И не случайно направление в современной литературе, смыкающееся с направлением европейской философской мысли, экзистенциализмом, имеет аналогичное название. И философия Кьеркегора, и романы Достоевского рассматривают не человечество, а человека как такового, каким-то образом изолированного от окружающего мира и общества, где и философия, и литература считаются абсурдными или даже отмирающими. Такой человек понимается как отчужденный от культуры, но не как некая абстракция, не как особь homo sapiens, отчужденная, пригвожденная к столу препаратора, подобно какому-нибудь налиму, а как личность, помещенная во времени, в пространстве, ситуации. Тема романа может не затрагивать его состояния, но сложность его положения не менее ясна и ощутима, чем сложность положения Андрея Болконского, раненного на поле Бородинского сражения. Герой может сидеть одиноко в кафе, слушая беседы буржуа в Бувиле, героиня может колесить по стране или уединяться с абсолютно незнакомым человеком в мотеле, как в романе Джоан Дидион. В любом случае в этих серьезных произведениях исследуется не лицемерие буржуазии или лос-анджелесские пустоши, а сложности, испытываемые героями. Следовательно, исследуются или должны исследоваться не только природа этих сложностей, но и возможность или невозможность поиска сигналов и общих понятий. В зависимости от взглядов писателя сигналы могут быть как двусмысленными, так и бессмысленными, но что-то, возможно, будет воспринято; стук в стену услышат и ответят на него.
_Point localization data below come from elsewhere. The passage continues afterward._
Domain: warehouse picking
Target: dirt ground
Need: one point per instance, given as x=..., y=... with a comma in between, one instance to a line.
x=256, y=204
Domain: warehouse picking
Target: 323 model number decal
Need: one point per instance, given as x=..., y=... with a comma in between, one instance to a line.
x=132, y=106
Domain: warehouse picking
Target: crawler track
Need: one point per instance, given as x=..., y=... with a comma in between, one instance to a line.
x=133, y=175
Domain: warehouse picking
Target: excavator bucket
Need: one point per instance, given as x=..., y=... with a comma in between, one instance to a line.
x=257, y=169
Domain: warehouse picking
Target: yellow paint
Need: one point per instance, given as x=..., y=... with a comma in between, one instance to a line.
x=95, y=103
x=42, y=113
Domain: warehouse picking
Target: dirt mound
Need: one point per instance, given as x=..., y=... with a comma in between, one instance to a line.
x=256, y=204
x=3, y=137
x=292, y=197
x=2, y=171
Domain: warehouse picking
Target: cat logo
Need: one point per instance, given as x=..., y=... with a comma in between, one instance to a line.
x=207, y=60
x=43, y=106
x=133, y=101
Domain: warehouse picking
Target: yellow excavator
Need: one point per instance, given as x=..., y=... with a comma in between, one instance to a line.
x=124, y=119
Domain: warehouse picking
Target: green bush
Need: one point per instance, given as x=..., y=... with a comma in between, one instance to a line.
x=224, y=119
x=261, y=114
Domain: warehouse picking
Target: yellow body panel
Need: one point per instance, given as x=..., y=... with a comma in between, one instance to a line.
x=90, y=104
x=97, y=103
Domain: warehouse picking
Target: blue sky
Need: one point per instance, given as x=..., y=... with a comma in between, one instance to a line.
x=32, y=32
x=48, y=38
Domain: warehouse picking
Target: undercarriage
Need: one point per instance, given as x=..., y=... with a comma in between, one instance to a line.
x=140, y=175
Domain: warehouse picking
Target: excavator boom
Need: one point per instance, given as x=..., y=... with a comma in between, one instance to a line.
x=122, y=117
Суть в том, что вся художественная литература может быть использована как средство исследования и открытия, короче говоря, научного подхода. В наступившую эпоху всеобщего обесценивания и обессмысливания прерогативой романиста является возможность начать новый поиск, подобно Робинзону Крузо на необитаемом острове.
Может статься, лишь романисту или поэту будущего удастся понять, что происходит с человеком и каковы его взаимоотношения с окружающими.